Syaikh Muhammad Abduh meyakini bahwa kemajuan umat Islam hanya bisa dicicip setelah mereka mengalami kemajuan pendidikan yang signifikan. Alasan kenapa umat Islam mengalami kemunduran, hal ini menurutnya bisa jadi dikarenakan terjadinya situasi statis dalam kesadaran kolektif umat Islam. Pada konteks ini, Syaikh Muhammad Abduh tampaknya menyukai model perubahan yang dilakukan secara evolusioner; bukan model perubahan yang dilakukan secara revolusioner sebagaimana yang tren dalam Marxisme.

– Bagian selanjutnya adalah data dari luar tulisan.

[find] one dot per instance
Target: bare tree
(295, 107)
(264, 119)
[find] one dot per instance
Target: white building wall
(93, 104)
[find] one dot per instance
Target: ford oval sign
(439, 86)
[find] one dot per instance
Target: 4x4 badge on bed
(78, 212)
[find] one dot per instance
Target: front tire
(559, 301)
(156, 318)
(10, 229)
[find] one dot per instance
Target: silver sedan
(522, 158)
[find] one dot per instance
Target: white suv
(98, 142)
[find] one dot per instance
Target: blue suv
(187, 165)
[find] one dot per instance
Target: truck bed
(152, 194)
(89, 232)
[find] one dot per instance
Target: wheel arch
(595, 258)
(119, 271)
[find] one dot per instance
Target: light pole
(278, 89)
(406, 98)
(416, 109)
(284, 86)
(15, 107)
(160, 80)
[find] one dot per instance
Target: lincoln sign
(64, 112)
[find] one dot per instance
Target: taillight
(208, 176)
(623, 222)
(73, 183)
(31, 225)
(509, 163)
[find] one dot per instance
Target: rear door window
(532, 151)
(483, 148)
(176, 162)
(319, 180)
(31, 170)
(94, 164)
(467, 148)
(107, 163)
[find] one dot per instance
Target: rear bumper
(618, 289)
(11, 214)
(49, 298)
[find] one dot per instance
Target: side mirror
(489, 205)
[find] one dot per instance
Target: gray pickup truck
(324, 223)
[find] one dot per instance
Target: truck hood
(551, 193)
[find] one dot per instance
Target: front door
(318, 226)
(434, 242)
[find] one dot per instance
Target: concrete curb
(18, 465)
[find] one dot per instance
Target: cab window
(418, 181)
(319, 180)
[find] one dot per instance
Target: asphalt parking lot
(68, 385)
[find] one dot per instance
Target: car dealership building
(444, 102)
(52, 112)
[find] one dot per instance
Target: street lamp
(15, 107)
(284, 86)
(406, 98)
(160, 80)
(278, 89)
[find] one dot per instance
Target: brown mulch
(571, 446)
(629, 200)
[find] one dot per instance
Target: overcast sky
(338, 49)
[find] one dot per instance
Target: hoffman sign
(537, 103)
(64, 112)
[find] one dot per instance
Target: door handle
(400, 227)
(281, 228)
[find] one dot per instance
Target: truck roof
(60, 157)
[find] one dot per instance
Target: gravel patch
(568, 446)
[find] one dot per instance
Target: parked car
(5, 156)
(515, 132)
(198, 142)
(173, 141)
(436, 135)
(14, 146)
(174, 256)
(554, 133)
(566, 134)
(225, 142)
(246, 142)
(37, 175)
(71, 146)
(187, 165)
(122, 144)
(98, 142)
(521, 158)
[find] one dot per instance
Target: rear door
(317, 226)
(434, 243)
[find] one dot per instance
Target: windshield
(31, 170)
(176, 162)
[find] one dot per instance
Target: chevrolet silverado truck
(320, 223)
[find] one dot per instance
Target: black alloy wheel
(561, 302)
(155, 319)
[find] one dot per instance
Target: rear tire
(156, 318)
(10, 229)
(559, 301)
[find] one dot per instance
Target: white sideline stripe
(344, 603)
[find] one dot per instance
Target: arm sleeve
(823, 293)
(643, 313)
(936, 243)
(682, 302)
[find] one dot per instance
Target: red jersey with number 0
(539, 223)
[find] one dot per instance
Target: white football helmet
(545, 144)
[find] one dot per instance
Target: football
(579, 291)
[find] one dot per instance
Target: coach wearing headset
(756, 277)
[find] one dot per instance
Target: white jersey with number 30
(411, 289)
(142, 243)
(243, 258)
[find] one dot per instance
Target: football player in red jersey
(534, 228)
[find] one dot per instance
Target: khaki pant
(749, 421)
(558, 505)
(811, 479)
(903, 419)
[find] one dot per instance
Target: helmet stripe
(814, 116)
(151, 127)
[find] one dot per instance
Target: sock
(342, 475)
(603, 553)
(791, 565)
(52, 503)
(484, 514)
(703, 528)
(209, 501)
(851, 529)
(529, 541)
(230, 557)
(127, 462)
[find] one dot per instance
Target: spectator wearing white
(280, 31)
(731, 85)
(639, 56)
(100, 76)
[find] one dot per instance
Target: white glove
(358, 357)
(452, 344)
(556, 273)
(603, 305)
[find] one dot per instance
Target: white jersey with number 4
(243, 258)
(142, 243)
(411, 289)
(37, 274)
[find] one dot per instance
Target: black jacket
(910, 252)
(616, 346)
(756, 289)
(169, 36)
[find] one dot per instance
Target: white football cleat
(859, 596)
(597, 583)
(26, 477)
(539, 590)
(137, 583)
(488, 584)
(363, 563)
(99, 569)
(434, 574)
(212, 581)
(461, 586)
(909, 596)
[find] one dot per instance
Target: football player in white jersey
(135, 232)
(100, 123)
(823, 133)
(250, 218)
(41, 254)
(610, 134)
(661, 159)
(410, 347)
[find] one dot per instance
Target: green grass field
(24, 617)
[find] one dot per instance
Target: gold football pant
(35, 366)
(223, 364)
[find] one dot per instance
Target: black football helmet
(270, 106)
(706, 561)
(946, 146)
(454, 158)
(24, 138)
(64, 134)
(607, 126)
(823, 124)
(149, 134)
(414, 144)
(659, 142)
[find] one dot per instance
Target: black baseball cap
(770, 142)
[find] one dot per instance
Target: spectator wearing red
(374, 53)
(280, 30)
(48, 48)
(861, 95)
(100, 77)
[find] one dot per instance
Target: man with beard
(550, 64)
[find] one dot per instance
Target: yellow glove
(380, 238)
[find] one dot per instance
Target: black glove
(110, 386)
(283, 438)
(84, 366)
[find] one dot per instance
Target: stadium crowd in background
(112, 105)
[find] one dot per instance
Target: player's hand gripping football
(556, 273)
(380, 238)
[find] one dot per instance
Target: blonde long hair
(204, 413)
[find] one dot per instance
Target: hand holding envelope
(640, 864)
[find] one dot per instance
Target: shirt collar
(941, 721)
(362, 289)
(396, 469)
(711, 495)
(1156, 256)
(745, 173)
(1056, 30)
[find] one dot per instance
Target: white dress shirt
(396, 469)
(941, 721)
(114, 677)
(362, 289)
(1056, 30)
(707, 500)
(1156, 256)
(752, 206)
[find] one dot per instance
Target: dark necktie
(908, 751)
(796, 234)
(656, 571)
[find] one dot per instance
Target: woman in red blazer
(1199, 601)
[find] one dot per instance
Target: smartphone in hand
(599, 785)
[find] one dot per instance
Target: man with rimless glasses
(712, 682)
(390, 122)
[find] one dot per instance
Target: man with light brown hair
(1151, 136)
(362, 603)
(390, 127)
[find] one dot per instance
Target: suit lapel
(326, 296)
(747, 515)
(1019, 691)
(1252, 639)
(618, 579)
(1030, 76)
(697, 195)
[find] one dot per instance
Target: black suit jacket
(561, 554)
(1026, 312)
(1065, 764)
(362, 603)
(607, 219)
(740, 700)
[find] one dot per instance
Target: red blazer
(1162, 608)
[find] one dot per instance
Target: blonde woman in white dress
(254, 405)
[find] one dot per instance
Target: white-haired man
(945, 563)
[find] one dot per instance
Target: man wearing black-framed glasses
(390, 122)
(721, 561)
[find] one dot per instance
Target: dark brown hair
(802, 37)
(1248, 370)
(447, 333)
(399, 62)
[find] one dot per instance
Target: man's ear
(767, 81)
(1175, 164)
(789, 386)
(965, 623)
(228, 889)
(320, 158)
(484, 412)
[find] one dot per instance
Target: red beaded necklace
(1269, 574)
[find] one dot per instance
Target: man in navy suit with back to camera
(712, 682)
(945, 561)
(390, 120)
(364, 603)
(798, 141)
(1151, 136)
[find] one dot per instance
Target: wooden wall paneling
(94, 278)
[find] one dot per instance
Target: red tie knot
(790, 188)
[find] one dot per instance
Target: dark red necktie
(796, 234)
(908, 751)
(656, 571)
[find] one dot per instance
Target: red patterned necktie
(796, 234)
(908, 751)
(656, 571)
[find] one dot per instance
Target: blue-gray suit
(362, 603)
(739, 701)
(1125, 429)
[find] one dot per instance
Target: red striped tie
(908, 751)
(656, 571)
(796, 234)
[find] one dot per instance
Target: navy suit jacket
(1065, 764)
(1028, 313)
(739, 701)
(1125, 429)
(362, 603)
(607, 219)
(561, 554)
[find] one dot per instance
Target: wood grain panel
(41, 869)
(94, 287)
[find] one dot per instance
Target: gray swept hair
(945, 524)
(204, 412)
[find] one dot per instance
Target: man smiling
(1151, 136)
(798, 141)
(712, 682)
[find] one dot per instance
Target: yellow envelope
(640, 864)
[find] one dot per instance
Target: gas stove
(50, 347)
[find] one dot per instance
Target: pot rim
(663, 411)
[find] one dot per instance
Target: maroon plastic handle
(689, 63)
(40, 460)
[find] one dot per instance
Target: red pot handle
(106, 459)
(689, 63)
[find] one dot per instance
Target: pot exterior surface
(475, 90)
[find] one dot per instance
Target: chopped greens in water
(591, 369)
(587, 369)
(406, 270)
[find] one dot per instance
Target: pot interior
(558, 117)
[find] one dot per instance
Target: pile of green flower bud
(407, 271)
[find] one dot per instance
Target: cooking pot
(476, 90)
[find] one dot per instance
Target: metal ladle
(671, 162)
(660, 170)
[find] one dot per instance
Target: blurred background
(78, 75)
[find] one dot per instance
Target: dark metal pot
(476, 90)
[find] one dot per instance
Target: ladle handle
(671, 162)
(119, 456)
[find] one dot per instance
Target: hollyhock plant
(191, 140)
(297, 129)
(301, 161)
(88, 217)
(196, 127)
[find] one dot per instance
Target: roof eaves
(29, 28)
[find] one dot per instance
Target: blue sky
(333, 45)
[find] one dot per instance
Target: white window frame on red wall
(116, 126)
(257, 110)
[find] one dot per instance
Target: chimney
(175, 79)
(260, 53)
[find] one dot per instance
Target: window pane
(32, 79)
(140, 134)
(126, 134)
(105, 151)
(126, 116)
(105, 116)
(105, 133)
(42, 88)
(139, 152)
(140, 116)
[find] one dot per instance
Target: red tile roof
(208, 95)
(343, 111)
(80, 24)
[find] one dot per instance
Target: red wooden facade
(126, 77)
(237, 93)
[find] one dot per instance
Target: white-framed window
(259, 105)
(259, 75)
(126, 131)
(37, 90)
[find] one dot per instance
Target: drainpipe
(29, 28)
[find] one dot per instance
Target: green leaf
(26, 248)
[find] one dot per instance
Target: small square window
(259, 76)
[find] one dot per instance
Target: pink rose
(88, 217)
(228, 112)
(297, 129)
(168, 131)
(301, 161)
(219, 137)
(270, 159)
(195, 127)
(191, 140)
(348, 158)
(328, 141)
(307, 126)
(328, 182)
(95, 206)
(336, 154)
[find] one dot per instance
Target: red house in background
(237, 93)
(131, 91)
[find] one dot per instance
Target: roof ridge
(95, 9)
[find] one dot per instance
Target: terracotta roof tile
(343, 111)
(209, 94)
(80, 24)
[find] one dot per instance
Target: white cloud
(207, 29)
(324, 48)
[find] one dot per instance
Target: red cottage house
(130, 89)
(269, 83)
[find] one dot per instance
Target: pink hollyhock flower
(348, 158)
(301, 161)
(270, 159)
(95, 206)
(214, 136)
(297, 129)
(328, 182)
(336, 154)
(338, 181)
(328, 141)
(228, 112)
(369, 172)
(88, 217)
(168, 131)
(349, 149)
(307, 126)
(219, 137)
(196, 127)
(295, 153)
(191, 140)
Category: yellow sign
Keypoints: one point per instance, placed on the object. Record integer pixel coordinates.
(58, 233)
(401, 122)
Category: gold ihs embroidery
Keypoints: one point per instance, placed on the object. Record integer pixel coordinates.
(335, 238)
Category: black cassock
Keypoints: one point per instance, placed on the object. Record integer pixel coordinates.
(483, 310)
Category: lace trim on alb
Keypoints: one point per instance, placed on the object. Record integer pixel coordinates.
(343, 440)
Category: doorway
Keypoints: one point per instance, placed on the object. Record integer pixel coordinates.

Meski amat menekankan pentingnya rasionalisasi sebagai syarat berkemajuan, bukan berarti Syaikh Muhammad Abduh mengecilkan kedudukan iman. Bahkan sebaliknya, menurut Abduh sudah seharusnya iman dapat mendasari kesemua proses untuk mencapai kemajuan tersebut. Hal ini ia ulas dalam Risalah Tauhid, yang mencakup beberapa pokok pikiran: pertama, bahwa iman bukan sekadar tasydiq, akan tetapi iman juga mencakup ma’rifat yang disertai dengan perbuatan. Iman mencakup tiga unsur: ilmu (pengetahuan), i’tiqad (kepercayaan), dan keyakinan; kedua, sifat Tuhan adalah esensi Tuhan, yaitu bahwa sifat Tuhan tidak berdiri sendiri; ketiga, perbuatan wajib Tuhan mengatur alam ini sesuai dengan sunnah-Nya dan kepentingan manusia. Selain itu, tugas Tuhan adalah berbuat baik kepada manusia, tidak membebani manusia dengan hal yang diluar kemampuan manusia, mengirim Rasul sebagai teladan bagi manusia yang berbuat baik dan jahat sesuai dengan apa yang mereka lakukan; keempat, Tuhan Maha Adil, niscaya mustahil untuk berbuat aniaya, karena hal tersebut bertentangan dengan keadilan Tuhan. Hukuman dan pahal diberikan pada manusia sesuai dengan amal baik dan buruknya; kelima, Tuhan Maha Berkuasa dan Berkehendak, tapi tidak bertindak sewenang-wenang karena bertentangan dengan sifat adilnya. Tuhan membatasi kekuasaan dan kehendak mutlak-Nya dengan sunnah-Nya yang tidak mengalami perubahan; keenam, manusia diberi kehendak dan kebebasan untuk berkehendak dan berbuat, sehingga dibekali akal dan pikiran untuk mempertimbangkan akibat perbuatannya, kebebasannya dibatasi hukum alam (sunnatullah); ketujuh, akal mempunyai fungsi yang sangat tinggi. Dengan akal dapat diketahui adanya Tuhan dan sifat-Nya, hidup di akhirat, kewajiban terhadap Tuhan, kewajiban berbuat baik dan menjauhi larangan, dan cara pembuatan hukum. Namun, wahyu tetap perlu diturunkan sebagai penolong akal untuk mengetahui secara terperinci kehidupan akhirat, dan menguatkan akal agar mampu mendidik manusia untuk hidup secara damai dalam lingkungan sosialnya.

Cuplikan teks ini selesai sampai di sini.